Wednesday 23 February 2011

Review: My Chemical Romance (Newcastle Metro Radio Arena, 22/02/11)

Look alive, sunshine. My Chemical Romance are in town, transported back through the annals of time from the desolated wasteland of the Divided States of America circa 2019, and they're about to paint the streets red, yellow, blue, orange and just about every other colour that still exists within the futuristic Californian rainbow. So BE RESPONSIBLE, boys and girls, TAKE YOUR MEDICINE; KILLJOYS, do your duty and MAKE SOME NOISE and everyone else, ready yourself for the comic book punk rock extravaganza of a lifetime. MCR are here to BUILD A BETTER YOU and they're about to do it now and do it oh-so-very loud.

Taking to the stage bathed in shocking Technicolor, looking like characters from Scott Pilgrim Vs. The World or some such, this is My Chemical Romance at their most bleedin' obvious, stripped of the funeral obliquity of the Black Parade era and free, once more, to engage in pure, dumb rock 'n' roll fun.
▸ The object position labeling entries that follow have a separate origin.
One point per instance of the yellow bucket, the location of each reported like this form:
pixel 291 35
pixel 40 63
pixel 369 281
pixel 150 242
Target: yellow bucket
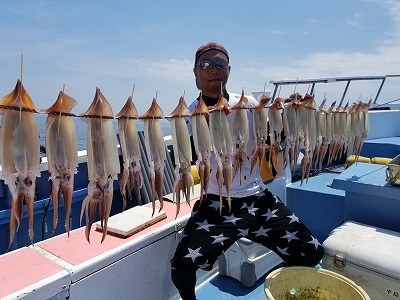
pixel 297 283
pixel 195 174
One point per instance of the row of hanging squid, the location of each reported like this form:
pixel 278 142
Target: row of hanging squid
pixel 303 125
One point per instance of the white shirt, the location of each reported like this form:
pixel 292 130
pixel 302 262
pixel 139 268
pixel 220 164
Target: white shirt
pixel 251 183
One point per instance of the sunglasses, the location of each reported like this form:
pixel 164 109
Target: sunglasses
pixel 208 64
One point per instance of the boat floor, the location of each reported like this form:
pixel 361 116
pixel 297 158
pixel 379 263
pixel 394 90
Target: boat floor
pixel 225 287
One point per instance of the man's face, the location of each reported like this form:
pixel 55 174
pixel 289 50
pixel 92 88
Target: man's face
pixel 209 80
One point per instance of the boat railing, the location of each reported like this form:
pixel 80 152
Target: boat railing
pixel 313 81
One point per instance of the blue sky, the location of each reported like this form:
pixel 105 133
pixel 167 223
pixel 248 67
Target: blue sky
pixel 115 44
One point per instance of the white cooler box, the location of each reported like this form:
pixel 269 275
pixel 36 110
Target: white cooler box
pixel 370 256
pixel 247 261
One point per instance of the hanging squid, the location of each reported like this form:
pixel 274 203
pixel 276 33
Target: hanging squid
pixel 155 149
pixel 182 153
pixel 103 162
pixel 19 155
pixel 202 144
pixel 276 128
pixel 62 155
pixel 129 142
pixel 260 130
pixel 222 145
pixel 240 135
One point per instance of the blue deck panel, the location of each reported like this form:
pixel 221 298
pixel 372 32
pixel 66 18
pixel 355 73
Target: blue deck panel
pixel 225 288
pixel 320 207
pixel 383 147
pixel 369 198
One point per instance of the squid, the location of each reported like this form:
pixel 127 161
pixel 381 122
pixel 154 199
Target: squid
pixel 182 153
pixel 260 130
pixel 240 135
pixel 276 127
pixel 311 135
pixel 19 155
pixel 103 162
pixel 222 145
pixel 62 155
pixel 202 144
pixel 131 157
pixel 360 126
pixel 155 150
pixel 320 120
pixel 290 131
pixel 303 114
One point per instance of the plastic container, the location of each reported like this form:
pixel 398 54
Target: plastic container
pixel 393 171
pixel 299 283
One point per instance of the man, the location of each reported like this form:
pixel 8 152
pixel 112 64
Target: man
pixel 255 213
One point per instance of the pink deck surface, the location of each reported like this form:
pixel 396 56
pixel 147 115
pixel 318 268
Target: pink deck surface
pixel 23 268
pixel 76 250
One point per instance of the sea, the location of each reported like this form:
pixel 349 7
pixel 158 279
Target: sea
pixel 81 129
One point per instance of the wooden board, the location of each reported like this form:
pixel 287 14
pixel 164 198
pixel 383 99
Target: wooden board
pixel 132 221
pixel 193 196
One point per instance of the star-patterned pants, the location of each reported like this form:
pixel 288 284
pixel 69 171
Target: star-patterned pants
pixel 262 218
Tonight's notably lengthy set is heavy on the 'Danger Days', and while the 6,000 strong Metro Radio Arena may save the loudest singalongs and most rapturous applause for the earlier material, it is the steampunk synth 'n' scuzz of such gems as the filthy 'Vampire Money' and the ass-shakingly sexy 'Planetary (GO!)' that shine the brightest and leave the most indelible impression.

For all 'The Black Parade' was a fantastically brave reinvention, and a superlative record, you get the feeling that this is what MCR were born to do; that these larger-than-life, unashamedly over-the-top fantasy figures that stalk the stage, battering their instruments and throwing the kind of camp poses that put Paul Smith to shame (we're looking at you, Gerard Way), are at their most comfortable in this environment, playing science-fiction tinged punk rock and blistering their way through their back catalogue like their very lives depend upon it. Just check the unwieldy sense of urgency that ploughs its way through a breakneck 'Na Na Na', surely one of the finest rock 'n' roll pop songs of the last ten years. The energy is exhilarating, the speed spine tingling and the brevity breathtaking.
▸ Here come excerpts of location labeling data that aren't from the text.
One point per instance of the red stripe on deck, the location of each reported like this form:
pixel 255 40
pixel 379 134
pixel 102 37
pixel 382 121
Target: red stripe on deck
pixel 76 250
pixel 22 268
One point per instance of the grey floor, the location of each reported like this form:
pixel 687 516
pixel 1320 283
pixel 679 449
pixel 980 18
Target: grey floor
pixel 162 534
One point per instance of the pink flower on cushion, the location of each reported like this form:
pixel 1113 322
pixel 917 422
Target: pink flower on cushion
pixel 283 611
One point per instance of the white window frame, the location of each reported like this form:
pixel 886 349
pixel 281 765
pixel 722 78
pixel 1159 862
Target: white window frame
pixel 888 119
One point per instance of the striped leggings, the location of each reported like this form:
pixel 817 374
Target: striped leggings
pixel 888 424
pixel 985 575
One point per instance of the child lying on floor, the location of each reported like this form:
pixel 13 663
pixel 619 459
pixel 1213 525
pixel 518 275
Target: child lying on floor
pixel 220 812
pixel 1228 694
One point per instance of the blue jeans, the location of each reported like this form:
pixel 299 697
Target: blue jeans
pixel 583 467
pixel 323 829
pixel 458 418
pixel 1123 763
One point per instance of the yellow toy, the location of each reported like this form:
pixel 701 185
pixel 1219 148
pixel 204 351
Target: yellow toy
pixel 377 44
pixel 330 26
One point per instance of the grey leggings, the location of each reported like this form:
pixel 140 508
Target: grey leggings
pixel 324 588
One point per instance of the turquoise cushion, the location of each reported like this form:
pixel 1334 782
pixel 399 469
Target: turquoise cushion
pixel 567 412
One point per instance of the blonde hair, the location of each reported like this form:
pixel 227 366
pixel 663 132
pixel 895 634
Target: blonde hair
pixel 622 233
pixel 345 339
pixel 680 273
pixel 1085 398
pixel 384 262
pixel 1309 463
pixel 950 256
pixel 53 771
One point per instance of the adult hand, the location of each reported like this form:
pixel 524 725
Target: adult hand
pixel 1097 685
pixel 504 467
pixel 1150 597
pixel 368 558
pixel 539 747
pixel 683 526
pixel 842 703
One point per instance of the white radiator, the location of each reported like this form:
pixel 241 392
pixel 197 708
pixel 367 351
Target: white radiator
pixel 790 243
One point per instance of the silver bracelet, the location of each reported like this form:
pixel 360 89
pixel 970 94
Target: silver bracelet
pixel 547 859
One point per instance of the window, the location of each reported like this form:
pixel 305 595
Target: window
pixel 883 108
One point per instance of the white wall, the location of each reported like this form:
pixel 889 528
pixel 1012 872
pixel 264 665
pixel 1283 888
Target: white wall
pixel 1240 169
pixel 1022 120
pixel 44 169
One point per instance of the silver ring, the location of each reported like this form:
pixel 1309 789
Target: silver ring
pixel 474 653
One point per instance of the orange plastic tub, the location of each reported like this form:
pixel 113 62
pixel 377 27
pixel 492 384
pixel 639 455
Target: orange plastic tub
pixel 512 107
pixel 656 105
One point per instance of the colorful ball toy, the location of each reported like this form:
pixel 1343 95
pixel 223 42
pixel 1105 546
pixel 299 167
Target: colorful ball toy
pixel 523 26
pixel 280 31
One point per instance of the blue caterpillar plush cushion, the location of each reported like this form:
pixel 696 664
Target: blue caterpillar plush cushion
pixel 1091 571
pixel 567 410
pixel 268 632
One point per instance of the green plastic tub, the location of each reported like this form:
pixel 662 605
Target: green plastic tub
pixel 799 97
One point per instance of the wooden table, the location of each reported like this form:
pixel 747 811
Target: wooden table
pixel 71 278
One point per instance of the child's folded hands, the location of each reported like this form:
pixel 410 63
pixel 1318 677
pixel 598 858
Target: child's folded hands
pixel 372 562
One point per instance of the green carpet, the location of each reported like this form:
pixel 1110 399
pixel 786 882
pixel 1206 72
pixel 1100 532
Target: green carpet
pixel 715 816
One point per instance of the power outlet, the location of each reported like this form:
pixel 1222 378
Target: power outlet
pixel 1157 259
And while 'Danger Days' may see MCR at their most cohesive, when they do plumb the depths of their earlier material, the chosen tracks complement their contemporary counterparts exceptionally well. Once-in-a-blue-moon 'Our Lady of Sorrows' benefits from six years of increased technical skill, sounding far more bombastic than it was ever meant to be; 'Give 'Em Hell, Kid' and 'Hang 'Em High' thunder along faster than a speeding bullet; 'Mama' brings the carnival to town, coming on like a slice of hyperbolic pantomime and prompting a mass clicking-of-the-fingers; and of course, 'Welcome to the Black Parade', 'Famous Last Words', 'I'm Not Okay' and 'Helena' rock like absolute bastards, aided and abetted by Ray Toro and Frank Iero's deliciously savage guitar assaults.
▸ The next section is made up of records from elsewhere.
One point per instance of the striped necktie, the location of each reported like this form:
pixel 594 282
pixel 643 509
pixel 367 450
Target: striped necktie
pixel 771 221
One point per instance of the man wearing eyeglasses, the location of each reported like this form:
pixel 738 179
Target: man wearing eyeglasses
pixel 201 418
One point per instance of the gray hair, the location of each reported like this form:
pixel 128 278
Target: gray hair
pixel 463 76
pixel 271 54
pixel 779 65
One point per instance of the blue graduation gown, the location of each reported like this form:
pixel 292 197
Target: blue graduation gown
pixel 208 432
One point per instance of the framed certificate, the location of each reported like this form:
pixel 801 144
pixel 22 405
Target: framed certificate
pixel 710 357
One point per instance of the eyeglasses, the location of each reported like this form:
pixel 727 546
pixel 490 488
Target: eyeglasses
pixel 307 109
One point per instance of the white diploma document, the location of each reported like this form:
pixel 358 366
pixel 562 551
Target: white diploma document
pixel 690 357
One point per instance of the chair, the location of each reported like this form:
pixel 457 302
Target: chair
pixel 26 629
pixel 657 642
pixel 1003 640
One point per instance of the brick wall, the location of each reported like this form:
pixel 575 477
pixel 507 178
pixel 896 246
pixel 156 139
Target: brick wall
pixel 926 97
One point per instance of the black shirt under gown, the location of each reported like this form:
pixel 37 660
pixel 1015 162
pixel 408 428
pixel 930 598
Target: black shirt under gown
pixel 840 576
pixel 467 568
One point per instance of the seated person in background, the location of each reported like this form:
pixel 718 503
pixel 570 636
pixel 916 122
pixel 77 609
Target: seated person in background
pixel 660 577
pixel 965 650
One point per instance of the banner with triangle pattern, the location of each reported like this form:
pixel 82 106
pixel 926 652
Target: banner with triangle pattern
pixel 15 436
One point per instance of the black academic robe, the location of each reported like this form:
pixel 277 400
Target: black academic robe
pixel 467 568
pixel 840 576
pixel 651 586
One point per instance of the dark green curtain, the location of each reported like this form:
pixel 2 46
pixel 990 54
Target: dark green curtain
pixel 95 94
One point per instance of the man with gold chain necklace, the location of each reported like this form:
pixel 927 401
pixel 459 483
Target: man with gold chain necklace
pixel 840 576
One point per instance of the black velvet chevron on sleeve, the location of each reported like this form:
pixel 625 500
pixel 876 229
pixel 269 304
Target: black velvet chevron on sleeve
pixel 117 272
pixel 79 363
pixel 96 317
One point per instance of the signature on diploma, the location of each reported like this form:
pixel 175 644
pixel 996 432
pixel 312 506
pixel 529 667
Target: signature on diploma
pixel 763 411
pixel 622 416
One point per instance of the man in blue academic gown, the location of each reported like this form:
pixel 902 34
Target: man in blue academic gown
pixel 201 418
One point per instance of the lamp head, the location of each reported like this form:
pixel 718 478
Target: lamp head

Inevitably, the crash queens and motor babies lose their minds to all of these, screaming each word 'til their lungs give out and, on a particularly rowdy 'Teenagers', threatening to obliterate the Arena's overly expensive flooring (it doubles as an ice rink, you know). Interestingly, however, for all these visceral rock 'n' roll thrills are invigorating, it is the quieter moments that provide the biggest highlights. The piano-led reinterpretation of 'The Ghost of You' drips with bitterest melancholy, while 'Cancer', featuring merely James Dewees on keyboard and a barely visible Gerard (bathed in smoke and cutting an eerily imposing figure in silhouette), sends shivers down the spine, so delicate and cracked is the boy Way's voice. It's a soberingly serious moment amongst the dumb fun of the rest of the evening and it's all the more powerful for it.

As boys, girls, mums, dads, freaks and creeps alike stumble out of the Metro Radio Arena tonight, their T-shirts emblazoned with slogans like ART IS THE WEAPON, their hearts and minds battered and bruised from the Technicolor punk rock show they've just witnessed, there's a sense of victory in the air. Victory for My Chemical Romance, who, by their own admission, were teetering on the brink of collapse after 'The Black Parade'; victory for the killjoys, whose devotion continues to prove well justified, and victory for the genre as MCR prove, categorically, that punk rock can translate to the cavernous corporate opulence of the arena environment without losing any of its heart. Louder than God's revolver and twice as shiny, MCR pump out the slaughtomatic sounds to keep you alive and look fucking fantastic doing it. The future IS bulletproof; the aftermath IS secondary and tonight, my friends, My Chemical Romance ARE fucking outstanding.